George Monbiot’s “Feral” and our feral offspring

I’ve been away from home, taking in a bit of the Edinburgh Book Festival where I heard the very inspiring George Monbiot speak about his wonderful new book on rewilding, “Feral”,  which give favourable mention to the Tay Beavers.

I also saw some of the Fringe, including our son’s company, Clout Theatre’s  show, ‘The Various Lives of Infinite Nullity.’ (Which I loved, in spite of its  dark themes and bizarre twists, and fortunately, so did most reviewers).

Did growing up here as feral children – as Sophie likes to claim – contribute in any way to our George’s curious and macabre imagination?

Timber extraction by pony

Returning (with a little relief) to the rural idyll that is Bamff I heard from Rachel DuBois in the top flat that some people had been here talking about a plan to demonstrate timber extraction by pony.  This is going to happen here at Bamff on 18th September.  That strikes me as a great idea (if not exactly a new one).

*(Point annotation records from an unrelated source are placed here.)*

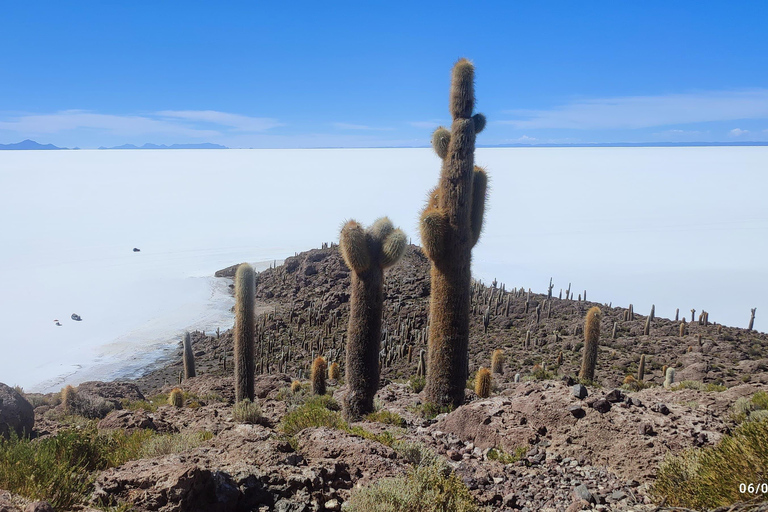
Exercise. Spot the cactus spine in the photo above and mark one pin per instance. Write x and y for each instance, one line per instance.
(591, 339)
(670, 378)
(367, 253)
(334, 372)
(483, 383)
(317, 377)
(176, 397)
(497, 361)
(189, 357)
(245, 295)
(451, 224)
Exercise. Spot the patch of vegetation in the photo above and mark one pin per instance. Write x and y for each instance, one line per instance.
(430, 486)
(247, 412)
(430, 411)
(507, 458)
(751, 408)
(61, 469)
(699, 386)
(417, 383)
(387, 417)
(710, 477)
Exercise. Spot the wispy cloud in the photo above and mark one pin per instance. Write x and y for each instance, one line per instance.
(237, 121)
(350, 126)
(187, 123)
(632, 112)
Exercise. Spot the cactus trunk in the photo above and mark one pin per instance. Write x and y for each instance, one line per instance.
(450, 226)
(245, 331)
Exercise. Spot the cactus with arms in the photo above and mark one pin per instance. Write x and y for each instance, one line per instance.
(367, 253)
(451, 224)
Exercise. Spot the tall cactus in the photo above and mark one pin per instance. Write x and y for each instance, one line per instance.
(451, 224)
(367, 253)
(591, 340)
(189, 357)
(245, 331)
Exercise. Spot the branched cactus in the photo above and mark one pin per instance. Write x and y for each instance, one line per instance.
(319, 367)
(367, 253)
(176, 397)
(497, 361)
(591, 340)
(483, 383)
(450, 225)
(245, 331)
(189, 357)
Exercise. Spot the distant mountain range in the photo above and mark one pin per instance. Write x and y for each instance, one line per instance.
(28, 144)
(204, 145)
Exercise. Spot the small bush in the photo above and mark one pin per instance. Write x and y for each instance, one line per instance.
(700, 386)
(246, 411)
(426, 488)
(417, 383)
(710, 477)
(507, 458)
(312, 414)
(387, 417)
(168, 444)
(747, 408)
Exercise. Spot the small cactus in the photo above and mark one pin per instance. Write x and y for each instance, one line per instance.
(670, 378)
(189, 357)
(334, 372)
(497, 361)
(591, 340)
(69, 399)
(176, 397)
(483, 383)
(319, 367)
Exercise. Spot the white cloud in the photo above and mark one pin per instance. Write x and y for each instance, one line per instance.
(349, 126)
(647, 111)
(244, 123)
(186, 123)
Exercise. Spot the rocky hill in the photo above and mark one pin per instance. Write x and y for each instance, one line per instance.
(541, 441)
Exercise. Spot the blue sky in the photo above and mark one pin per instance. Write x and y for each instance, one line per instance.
(350, 74)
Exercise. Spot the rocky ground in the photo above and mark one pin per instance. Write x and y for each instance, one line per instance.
(594, 448)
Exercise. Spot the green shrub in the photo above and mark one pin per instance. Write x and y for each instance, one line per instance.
(507, 458)
(748, 408)
(246, 411)
(158, 445)
(387, 417)
(710, 477)
(425, 488)
(313, 413)
(700, 386)
(417, 383)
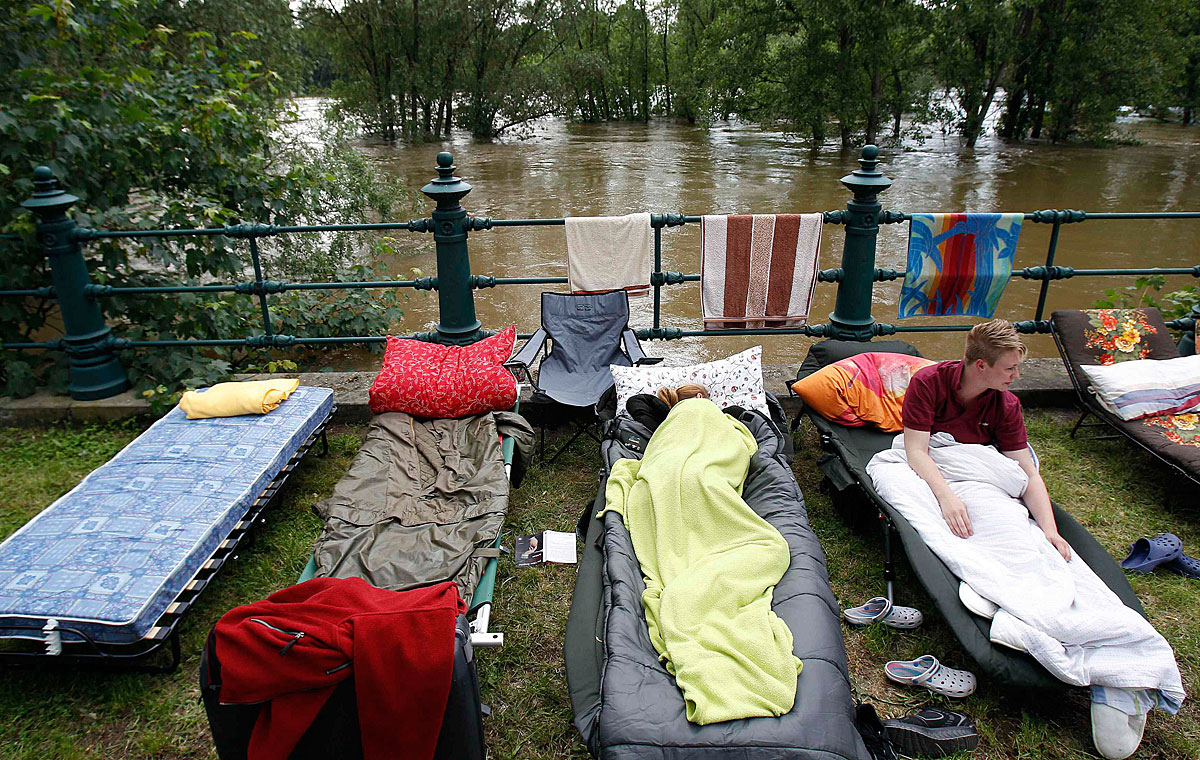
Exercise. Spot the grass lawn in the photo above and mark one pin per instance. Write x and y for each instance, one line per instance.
(1115, 491)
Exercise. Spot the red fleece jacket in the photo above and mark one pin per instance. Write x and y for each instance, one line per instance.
(293, 647)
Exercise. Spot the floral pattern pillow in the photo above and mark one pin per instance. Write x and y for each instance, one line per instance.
(1182, 429)
(433, 381)
(1119, 334)
(735, 381)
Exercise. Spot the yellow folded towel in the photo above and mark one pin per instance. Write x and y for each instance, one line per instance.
(234, 399)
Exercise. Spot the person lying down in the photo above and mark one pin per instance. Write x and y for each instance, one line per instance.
(711, 563)
(963, 473)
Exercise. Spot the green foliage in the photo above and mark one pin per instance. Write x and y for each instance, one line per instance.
(1146, 291)
(157, 127)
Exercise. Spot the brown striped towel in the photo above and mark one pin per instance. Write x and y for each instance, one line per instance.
(759, 270)
(610, 253)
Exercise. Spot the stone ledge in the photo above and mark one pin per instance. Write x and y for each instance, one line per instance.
(1043, 382)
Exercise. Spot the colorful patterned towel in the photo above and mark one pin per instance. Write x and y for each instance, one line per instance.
(958, 263)
(760, 265)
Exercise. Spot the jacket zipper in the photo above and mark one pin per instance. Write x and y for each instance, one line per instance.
(295, 634)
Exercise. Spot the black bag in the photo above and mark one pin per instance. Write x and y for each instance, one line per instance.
(335, 732)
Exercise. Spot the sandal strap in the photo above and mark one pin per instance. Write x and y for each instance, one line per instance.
(885, 611)
(934, 669)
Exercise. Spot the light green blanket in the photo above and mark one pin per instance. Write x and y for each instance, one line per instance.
(711, 566)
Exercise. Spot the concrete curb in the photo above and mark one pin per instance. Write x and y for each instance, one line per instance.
(1043, 383)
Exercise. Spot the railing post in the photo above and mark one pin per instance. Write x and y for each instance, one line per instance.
(851, 318)
(1188, 342)
(95, 370)
(456, 301)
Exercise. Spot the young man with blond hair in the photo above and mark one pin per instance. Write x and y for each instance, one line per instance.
(970, 400)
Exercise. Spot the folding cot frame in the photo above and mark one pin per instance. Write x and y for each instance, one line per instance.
(1090, 407)
(481, 600)
(66, 645)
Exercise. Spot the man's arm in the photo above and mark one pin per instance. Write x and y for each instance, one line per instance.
(1037, 501)
(916, 446)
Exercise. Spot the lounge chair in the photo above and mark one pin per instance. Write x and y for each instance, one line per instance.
(625, 702)
(1080, 343)
(107, 572)
(846, 453)
(480, 603)
(581, 335)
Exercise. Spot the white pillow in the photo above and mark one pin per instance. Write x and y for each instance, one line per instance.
(1146, 387)
(735, 381)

These days the machines that are used for timber extraction are like huge and expensive mechanical dinosaurs, and they won’t get out of bed for less than a large commercial plantation. This makes it difficult at a small place like Bamff, where we may just have a wee corner we want cut and extracted, to fuel our woodchip boiler – or we might want to fell part of a wood but leave the rest for the squirrels.

An environmental approach to woodland management doesn’t always fit with the current highly scaled up commercial approach to timber production, and our imaginative woodland advisors Robbins Timber Services have come up with an alternative approach by collaborating with the Perthshire Machinery Ring. I’m not entirely sure where ponies fit in with this as a pony can only loosely be described as a machine, if at all, but I’ll probably find out more on 18th September.

A new BBC series on Rewilding

Meanwhile an email came from a BBC producer who is planning a series on Rewilding.

So Paul and I both spoke to him on the phone about our beavers and wild boars and other rewilding matters, and we have promised to send more ideas as they occur to us.  I am so pleased that rewilding’s time seems to have come.  As the optimistic face of environmentalism, it stands to be a lot more popular than the old pessimistic, puritanical one, that only told us what not to do, buy, eat – how not to travel and where not to travel to.  Which, nor surprisingly didn’t really catch on with a lot of the public.

Is there some kind of parallel between bringing back formerly extinct forestry extraction methods and bringing back formerly extinct animals to benefit the land?  Or am I stretching a point to infinite nullity?